Americans are highly aware that our middle class is failing to keep up economically. Everything is getting more expensive, and wage growth simply hasn’t kept pace. One major area is often overlooked as a possible contributor: the stock market or, more directly, how companies use it today in comparison to the recent past.
When I started my career in finance in the early 1990s, the stock market was the place most emerging companies went for growth capital. This allowed individual Americans to participate in the wealth creation of successful homegrown companies. I cannot tell you how many kids were put through college because of the growth of Home Depot or Waste Management stock, or too many other companies to count. There were several stock launches, or IPOs, a week, and an investor usually had a good chance of getting an allocation if he asked.
It’s astonishing to think about now, but if you reinvested the dividends, a $5,000 investment into Home Depot on its IPO would be worth $96,000,000 now. The same $5,000 invested into Facebook, however, would be worth $75,000.
The difference is that Facebook’s parabolic growth was enjoyed by private equity firms, not the public. This is even more confounding when you consider that the current market cap of Home Depot is $320 billion, and Facebook is a $1.4 trillion company. Clearly, the timing of when you are able to invest in a company is incredibly important.
By 1996, there were 8,090 domestic public companies with a median market cap of $300 million. Today the total number is around 3,600, with many being special-purpose acquisition companies (also known as a blank-check holding company) and listed funds that do not operate as businesses, while the median market cap is $2.4 billion. These numbers alone accent how consolidated the market has become.
Because of this, small and mid-cap funds are being starved of appropriately sized companies, diluting the quality of their holdings. There are no longer enough stocks to completely populate the Willshire 5000 index. Clearly, big things have changed.
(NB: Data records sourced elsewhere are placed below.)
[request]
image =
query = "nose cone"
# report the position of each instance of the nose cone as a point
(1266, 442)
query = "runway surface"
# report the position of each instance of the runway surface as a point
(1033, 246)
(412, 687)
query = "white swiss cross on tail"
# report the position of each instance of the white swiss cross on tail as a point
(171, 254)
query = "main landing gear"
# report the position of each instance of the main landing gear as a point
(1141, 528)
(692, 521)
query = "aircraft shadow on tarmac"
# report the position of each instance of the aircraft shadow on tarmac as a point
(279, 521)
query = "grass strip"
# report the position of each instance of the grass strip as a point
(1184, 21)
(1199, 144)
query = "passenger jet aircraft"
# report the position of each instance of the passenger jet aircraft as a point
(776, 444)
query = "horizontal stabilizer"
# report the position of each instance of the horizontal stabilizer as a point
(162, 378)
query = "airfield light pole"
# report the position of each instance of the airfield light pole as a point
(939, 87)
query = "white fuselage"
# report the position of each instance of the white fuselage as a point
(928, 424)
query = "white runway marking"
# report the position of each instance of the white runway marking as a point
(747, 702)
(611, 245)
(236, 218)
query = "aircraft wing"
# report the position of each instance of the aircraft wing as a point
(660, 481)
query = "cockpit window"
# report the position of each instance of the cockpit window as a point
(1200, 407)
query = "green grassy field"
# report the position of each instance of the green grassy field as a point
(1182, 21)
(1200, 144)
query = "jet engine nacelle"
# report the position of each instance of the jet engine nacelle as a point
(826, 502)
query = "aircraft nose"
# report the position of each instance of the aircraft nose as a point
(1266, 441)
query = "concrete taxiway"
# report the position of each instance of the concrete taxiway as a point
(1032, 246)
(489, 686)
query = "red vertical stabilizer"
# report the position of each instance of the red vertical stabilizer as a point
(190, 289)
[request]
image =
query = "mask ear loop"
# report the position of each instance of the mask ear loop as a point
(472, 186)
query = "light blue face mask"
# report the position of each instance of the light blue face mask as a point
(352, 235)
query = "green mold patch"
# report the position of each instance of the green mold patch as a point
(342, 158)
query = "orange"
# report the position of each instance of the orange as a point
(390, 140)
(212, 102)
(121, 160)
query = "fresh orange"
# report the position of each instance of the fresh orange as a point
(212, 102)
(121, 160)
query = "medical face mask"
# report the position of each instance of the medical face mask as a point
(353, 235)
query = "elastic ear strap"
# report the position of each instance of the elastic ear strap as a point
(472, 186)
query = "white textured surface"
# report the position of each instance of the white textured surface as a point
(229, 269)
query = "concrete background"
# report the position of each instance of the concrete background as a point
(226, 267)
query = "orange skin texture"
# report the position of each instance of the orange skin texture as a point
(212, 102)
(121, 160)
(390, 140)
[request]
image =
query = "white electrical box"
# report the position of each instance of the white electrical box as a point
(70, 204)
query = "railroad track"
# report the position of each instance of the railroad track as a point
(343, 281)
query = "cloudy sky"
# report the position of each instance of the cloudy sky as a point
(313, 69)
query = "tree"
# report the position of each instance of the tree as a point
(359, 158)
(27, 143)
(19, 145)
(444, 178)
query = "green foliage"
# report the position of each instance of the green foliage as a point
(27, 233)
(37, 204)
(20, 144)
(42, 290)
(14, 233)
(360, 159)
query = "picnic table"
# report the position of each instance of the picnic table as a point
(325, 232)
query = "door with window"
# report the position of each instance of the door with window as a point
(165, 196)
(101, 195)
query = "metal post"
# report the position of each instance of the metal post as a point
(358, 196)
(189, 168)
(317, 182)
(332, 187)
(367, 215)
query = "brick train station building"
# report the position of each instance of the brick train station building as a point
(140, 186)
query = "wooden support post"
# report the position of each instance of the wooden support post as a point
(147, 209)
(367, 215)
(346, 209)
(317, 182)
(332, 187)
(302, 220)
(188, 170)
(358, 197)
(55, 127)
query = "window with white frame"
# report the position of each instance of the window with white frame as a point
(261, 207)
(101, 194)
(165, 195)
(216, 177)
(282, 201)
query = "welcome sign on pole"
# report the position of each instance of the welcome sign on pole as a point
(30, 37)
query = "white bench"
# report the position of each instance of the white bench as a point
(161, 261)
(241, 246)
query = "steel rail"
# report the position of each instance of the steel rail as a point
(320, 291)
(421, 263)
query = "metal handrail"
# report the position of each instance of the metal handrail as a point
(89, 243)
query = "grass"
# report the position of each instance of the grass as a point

More telling is that the average size of an IPO in 1990 was $37 million. Now, the average size is $419 million, with the 10 largest IPOs last year all pricing at over $1 billion.
Why did this happen? Federal regulations now make selling to a private-equity firm significantly more attractive than to the public markets. Audit costs because of the Sarbanes-Oxley Act of 2002 average $2.77 million a year, a huge number for an emerging business to absorb. This has had the unanticipated effect of moving companies away from public offerings and toward sales to private equity firms, denying regular investors access to shares.
Liquidity issues for founders create another major complication. Once you are deemed an affiliate of a public company, your sales are subject to incredibly strict rules (such as Sarbanes-Oxley section 409) that govern how much you can sell and when. Once a company goes public, deemed insiders have further restrictions on how much they can sell at any time, what price they can sell at, and a lengthy cooling-off period if they want to use an affirmative defense trading plan like 10b5(1). Further considerations include listing requirements that must be met, quarterly public filings, investor relations, and endless frivolous lawsuits.
Compare that to a more or less instant check from a private-equity firm, as well as access to their balance sheet (instead of constantly chasing lenders for capital), and liquidity for their own portfolios, it becomes clear what the prudent thing for a management team to do is (keeping in mind that their fiduciary responsibility is to their shareholders, not the public).
A vibrant small IPO market would help all investors. If people don’t want to buy individual stocks, they could buy small- and mid-cap funds that would undoubtedly get allocations, increasing their returns. These are the same funds we already use for retirement accounts.
This can be fixed, but it must be done with great care, because, sadly, the vast majority of securities regulations are in place due to bad actors. For example, Tyco, Worldcom, and Enron all defrauded us in the early 2000s and cost investors billions of dollars, leading to Sarbanes-Oxley.
Yet relaxing the audit requirements, while keeping the penalties for companies under, say, $1 billion in capitalization, would be an interesting place to start the discussions. Provisions allowing executives and affiliates to monetize holdings under less strict rules, or to hedge, would also help materially. You could look at forcing private equity firms to treat their carried interest differently as well, but that would meet severe pushback.
When there were conditions conducive to public offerings, there were dozens of tier two and three investment banks that managed the process for small companies. DLJ, AG Edwards, Morgan Keegan, and too many other companies to mention merged with big banks until only a few were left. Reinflating these markets would require many more full-service investment banks, which would create hundreds of high-paying jobs in investment banking, trading, research, equity capital markets, compliance, and many other areas, and that would be a wonderful thing.
One of the biggest impediments to reforming these markets is that the current rules favor a small group of people who happen to be among the largest contributors to the elected officials who directly influence the relevant regulations. This of course means they have less than no incentive to change things. You really don’t have to dig too hard to see the massive amount of campaign contributions from private equity firms and huge banks. Perhaps this should be addressed as well, but Congress and the Senate have always been reluctant to eliminate these financial perks for their jobs.
Just imagine for a moment how much it would help the middle class to enjoy access to these transactions again. It’s graduating from college with no debt. It’s down payments on houses. It’s secure retirements. Or, as it is now, it’s wealth concentrated in the hands of a very few fortunate investors. I know which I, and the vast majority of American voters, would prefer.